Which Information Matters? Dissecting Human-written Multi-document Summaries with Partial Information Decomposition
Laura Mascarell, Yan L'Homme, Majed El Helou
TL;DR
The paper investigates what information makes human-written multi-document summaries high quality by applying Partial Information Decomposition (PID). By treating sentences as sources and summaries as targets, it decomposes the information contributed by sources into union, redundancy, unique, and synergistic components, using a multivariate PID framework. Empirical analysis across several MDS datasets shows that redundancy decreases and unique information increases with more sources, while the order of sources matters, with the first three documents often contributing the majority of unique information. Surprisingly, synergy is negligible in typical MDS datasets but can be dominant in tasks like MultiRC when reframed for synergy analysis, indicating potential signals of joint information requirements or hallucination.
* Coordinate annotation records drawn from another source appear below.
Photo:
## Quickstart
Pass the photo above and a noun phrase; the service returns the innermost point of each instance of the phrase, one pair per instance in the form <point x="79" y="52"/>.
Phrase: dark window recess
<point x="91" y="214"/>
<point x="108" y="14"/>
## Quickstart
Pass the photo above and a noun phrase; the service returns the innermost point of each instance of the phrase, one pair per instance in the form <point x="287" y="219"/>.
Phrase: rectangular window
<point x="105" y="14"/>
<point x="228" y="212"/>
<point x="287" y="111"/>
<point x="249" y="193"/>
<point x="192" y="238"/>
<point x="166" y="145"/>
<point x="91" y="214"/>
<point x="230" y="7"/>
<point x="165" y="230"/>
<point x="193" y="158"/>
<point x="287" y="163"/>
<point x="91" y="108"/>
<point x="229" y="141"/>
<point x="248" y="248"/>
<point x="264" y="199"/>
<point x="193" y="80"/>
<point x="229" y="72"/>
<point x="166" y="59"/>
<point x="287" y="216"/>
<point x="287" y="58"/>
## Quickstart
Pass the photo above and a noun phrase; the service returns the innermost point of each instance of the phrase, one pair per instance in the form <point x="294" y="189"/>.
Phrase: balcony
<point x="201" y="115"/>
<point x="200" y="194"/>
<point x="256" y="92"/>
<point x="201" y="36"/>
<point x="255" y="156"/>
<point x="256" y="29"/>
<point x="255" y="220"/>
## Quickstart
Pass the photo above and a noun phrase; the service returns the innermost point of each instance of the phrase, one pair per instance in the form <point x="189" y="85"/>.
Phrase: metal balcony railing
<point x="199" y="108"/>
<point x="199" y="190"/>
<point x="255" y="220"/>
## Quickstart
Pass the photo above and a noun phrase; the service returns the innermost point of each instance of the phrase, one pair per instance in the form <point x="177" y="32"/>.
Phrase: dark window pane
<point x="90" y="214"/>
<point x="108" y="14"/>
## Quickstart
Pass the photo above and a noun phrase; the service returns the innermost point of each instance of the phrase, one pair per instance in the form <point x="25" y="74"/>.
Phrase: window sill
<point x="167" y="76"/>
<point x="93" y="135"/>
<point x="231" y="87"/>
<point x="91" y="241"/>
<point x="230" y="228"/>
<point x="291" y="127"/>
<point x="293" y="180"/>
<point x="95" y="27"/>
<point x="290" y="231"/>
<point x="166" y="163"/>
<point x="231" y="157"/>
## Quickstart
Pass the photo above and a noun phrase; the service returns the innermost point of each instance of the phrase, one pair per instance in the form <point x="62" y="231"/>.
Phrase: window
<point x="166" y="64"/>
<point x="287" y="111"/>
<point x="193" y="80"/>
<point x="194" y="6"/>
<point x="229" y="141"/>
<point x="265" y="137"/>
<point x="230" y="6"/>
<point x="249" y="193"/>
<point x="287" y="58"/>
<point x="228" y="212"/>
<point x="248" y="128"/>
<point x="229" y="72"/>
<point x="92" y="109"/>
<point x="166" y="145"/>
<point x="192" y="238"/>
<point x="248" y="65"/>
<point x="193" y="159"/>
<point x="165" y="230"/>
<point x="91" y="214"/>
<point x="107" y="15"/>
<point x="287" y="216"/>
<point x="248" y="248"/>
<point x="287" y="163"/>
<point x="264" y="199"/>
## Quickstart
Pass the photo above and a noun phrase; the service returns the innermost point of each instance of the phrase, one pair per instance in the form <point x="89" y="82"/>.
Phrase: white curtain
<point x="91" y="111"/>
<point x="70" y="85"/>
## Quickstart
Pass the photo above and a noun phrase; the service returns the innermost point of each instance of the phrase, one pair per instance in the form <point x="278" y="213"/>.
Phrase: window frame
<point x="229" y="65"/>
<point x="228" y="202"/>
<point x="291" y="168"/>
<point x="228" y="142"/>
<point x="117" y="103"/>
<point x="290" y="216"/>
The authors release Spider, a tool to quantify these information components, enabling more interpretable future MDS research and dataset construction aligned with human quality.
Abstract
Understanding the nature of high-quality summaries is crucial to further improve the performance of multi-document summarization. We propose an approach to characterize human-written summaries using partial information decomposition, which decomposes the mutual information provided by all source documents into union, redundancy, synergy, and unique information. Our empirical analysis on different MDS datasets shows that there is a direct dependency between the number of sources and their contribution to the summary.